10 yıl önce “The Corporation (Şirket)” filmi ve Mark Achbar’ın jüri başkanlığıyla başlayan BIFED, 10’uncu yılında ilkinden yirmi yıl sonra yapılan “Corporation 2” ile açılacak ve filmin Kanadalı yönetmeni Jennifer Abbott da Bozcaada’da farklı coğrafyalardan gelen birçok jüri üyesiyle birlikte BIFED 2023 jürisinde yer alacak.

BIFED bu sene de eğitimler, paneller, çalıştaylar ve soru-cevap etkinlikleriyle iklim krizi mücadelesinin kahramanlarını, iklim krizinin önemine ve aciliyetine inanan herkesle buluşturacak.

2021 yılından beri BIFED’in sloganı olan “Savunanları Savun” temasıyla, çevre haklarını savunurken git gide daha tehlikeli yollardan geçmekte olan iklim aktivistlerinin hikayelerine ses olma misyonunu hâlâ taşıyor.

BIFED’in 10’uncu yıl sloganı ise “Can Yelekleri Koltukların Altında Değildir” oldu. Slogan, dünyanın betonlaştırılmasıyla, tüm canlıların nefes aldığı alanların yok olmasıyla tutunacak can yeleklerimizin kalmayacağını vurgulamak ve dayanışma ile yarınımızı kurtarmaya çabalamak için vurgu yapıyor.

‘Birçok çevre örgütüyle iş birliği içindeyiz’

Festival Yönetmeni Petra Holzer festivalin 10’uncu yılına dair şu açıklamayı yaptı:

“Bu yıl Cumhuriyetimizin yüzüncü yılında onuncusunu yapacağımız BIFED, Bozcaada Uluslararası Ekolojik Belgesel Film Festivali aslında tüm yıla yayılan bir kültürel süreç ve dayanışma. BIFED yıl içinde farklı festival, STK, okul, çevre örgütleriyle iş birliği içinde.
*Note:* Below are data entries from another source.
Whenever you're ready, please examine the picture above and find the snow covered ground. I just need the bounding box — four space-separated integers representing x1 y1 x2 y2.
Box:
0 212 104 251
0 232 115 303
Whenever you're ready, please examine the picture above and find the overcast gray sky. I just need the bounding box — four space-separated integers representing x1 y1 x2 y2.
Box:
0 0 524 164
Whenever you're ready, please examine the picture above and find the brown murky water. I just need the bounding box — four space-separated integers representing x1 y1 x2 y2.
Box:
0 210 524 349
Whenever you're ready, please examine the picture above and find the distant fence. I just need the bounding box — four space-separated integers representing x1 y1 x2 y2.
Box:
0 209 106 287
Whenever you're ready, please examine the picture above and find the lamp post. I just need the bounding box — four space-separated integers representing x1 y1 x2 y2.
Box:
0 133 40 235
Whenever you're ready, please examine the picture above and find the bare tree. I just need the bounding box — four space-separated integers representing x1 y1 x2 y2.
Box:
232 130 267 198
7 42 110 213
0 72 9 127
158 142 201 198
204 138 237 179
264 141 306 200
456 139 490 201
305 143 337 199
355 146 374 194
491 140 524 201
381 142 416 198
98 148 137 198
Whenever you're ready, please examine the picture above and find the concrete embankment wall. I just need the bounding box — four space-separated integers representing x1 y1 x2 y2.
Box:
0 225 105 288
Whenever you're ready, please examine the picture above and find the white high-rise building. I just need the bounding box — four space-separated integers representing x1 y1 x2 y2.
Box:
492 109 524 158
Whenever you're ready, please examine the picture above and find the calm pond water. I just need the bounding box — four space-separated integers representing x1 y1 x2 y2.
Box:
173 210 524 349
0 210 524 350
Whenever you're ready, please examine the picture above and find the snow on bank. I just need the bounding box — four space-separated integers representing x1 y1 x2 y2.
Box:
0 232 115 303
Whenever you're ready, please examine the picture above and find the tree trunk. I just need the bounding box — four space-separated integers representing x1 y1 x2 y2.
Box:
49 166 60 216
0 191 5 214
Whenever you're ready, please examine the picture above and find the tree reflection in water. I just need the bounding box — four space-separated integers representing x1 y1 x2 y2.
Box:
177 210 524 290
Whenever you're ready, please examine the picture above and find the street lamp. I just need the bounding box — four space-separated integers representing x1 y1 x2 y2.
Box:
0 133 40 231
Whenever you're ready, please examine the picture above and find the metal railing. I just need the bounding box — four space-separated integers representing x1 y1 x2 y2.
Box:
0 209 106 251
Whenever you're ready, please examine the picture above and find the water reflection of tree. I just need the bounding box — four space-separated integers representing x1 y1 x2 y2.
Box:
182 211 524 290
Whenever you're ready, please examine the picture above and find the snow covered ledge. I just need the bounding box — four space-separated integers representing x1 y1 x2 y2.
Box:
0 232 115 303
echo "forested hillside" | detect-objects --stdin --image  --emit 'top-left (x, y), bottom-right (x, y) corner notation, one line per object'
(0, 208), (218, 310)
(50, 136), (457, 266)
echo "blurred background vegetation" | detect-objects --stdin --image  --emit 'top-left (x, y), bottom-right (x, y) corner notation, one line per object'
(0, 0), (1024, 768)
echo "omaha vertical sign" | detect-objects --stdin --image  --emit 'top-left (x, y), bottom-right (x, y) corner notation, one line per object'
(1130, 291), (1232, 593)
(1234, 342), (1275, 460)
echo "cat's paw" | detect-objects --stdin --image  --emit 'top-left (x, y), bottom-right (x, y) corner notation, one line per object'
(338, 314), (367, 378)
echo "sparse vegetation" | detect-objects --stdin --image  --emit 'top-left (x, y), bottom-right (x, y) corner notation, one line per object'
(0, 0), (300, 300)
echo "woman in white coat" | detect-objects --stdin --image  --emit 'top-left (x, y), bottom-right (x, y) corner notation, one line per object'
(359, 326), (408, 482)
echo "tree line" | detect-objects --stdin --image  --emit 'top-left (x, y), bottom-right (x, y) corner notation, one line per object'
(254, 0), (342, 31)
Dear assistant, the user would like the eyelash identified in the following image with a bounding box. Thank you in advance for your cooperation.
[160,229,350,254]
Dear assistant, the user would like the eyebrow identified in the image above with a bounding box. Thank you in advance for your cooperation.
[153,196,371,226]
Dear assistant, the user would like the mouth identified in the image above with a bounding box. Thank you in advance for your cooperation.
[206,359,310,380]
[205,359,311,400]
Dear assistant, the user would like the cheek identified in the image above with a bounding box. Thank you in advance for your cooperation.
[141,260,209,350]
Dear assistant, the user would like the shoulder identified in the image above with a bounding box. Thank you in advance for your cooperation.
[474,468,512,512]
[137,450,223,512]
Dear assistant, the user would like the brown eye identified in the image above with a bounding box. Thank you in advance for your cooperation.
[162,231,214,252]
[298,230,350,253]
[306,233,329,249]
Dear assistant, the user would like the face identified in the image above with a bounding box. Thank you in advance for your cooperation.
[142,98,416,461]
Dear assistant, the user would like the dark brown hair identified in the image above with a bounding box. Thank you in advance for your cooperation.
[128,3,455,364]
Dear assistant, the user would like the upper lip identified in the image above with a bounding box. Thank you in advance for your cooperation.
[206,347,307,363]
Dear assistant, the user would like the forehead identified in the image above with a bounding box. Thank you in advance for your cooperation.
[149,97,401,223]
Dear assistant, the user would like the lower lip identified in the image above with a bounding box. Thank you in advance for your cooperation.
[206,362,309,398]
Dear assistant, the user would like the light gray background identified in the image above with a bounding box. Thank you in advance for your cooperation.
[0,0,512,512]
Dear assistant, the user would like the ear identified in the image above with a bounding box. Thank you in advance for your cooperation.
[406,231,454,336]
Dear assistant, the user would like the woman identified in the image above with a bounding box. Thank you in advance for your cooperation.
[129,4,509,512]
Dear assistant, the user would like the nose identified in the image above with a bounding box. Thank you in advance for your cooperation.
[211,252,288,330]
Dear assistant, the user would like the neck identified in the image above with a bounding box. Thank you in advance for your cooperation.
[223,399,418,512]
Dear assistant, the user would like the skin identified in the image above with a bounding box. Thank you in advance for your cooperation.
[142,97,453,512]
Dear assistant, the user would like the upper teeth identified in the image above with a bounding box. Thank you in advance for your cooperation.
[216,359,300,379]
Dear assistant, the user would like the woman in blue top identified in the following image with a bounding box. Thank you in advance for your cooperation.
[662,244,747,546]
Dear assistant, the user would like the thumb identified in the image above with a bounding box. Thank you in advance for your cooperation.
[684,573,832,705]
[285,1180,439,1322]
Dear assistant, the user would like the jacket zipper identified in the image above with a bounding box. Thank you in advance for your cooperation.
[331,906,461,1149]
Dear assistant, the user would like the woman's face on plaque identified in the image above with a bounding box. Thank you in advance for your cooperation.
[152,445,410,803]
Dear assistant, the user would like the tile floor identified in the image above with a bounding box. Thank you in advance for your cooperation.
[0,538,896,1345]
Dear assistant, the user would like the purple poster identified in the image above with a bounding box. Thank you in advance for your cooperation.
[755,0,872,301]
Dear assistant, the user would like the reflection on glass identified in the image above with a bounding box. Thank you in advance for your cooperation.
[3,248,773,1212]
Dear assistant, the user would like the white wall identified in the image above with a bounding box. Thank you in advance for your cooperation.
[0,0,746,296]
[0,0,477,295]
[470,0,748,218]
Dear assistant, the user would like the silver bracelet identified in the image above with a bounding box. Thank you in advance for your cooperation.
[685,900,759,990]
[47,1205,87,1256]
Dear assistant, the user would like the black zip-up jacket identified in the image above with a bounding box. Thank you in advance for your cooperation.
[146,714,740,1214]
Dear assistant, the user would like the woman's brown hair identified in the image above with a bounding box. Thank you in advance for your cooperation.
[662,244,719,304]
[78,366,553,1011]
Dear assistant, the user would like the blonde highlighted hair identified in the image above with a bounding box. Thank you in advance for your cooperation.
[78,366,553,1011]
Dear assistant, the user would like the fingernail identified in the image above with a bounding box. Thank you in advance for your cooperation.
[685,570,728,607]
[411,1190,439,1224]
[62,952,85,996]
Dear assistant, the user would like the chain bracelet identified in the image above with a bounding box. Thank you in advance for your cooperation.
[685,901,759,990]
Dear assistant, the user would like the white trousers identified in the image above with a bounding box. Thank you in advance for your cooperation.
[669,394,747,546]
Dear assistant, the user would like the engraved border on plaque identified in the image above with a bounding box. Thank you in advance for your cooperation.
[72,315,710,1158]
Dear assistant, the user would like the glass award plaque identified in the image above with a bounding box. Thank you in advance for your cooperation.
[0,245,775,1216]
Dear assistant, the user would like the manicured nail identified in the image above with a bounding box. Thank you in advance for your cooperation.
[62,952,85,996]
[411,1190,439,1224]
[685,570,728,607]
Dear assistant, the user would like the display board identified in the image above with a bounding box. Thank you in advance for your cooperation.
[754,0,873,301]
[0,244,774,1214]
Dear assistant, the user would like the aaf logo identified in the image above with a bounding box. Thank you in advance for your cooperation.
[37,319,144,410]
Festival filmlerimiz bugüne dek Kadıköy Belediyesi Sinematek-Sinema evi, Diyarbakır Ekolojik Film Günleri, Aliağa Çevre Platformu, Marmaris Eğitimsen, Gümüşlük Uluslararası Müzik Festivali, Karşı Sanat, Antalya Tabip Odası gibi farklı oluşum ve coğrafyalarda gösterildi. BIFED filmleri bu ortamlarda hiçbir maddi karşılık olmadan gösterildi ve gösterilecek. Bunu festivali ve çevre kültürünü çoğaltan bir yaklaşım olarak görüyor ve önemsiyoruz. Festival gösterimleri gibi tüm bu gösterimler de ücretsiz izleniyor. Kardeş festival İşçi Filmleri Festivali, diğer kardeş festival Antalya Uluslararası Film Festivali’yle dayanışma içinde deprem bölgesinde çocuklara gösterdiğimiz animasyon filmleri, Hatay Akademi Orkestrası’yla yaptığımız dayanışma belgeseli gibi çalışmalar festivali sürekli kılıyor inancındayım. Filmler yakında Şirince Tiyatro Medresesi’nde gösterilecek. Almanya (Berlin, Bad Homburg) ve Yunanistan (Limnos) gösterimleri oluşmakta. BIFED İspanya bu yıl Haziran ayında La Rioja bölgesi, Logrono kentinde yapıldı.”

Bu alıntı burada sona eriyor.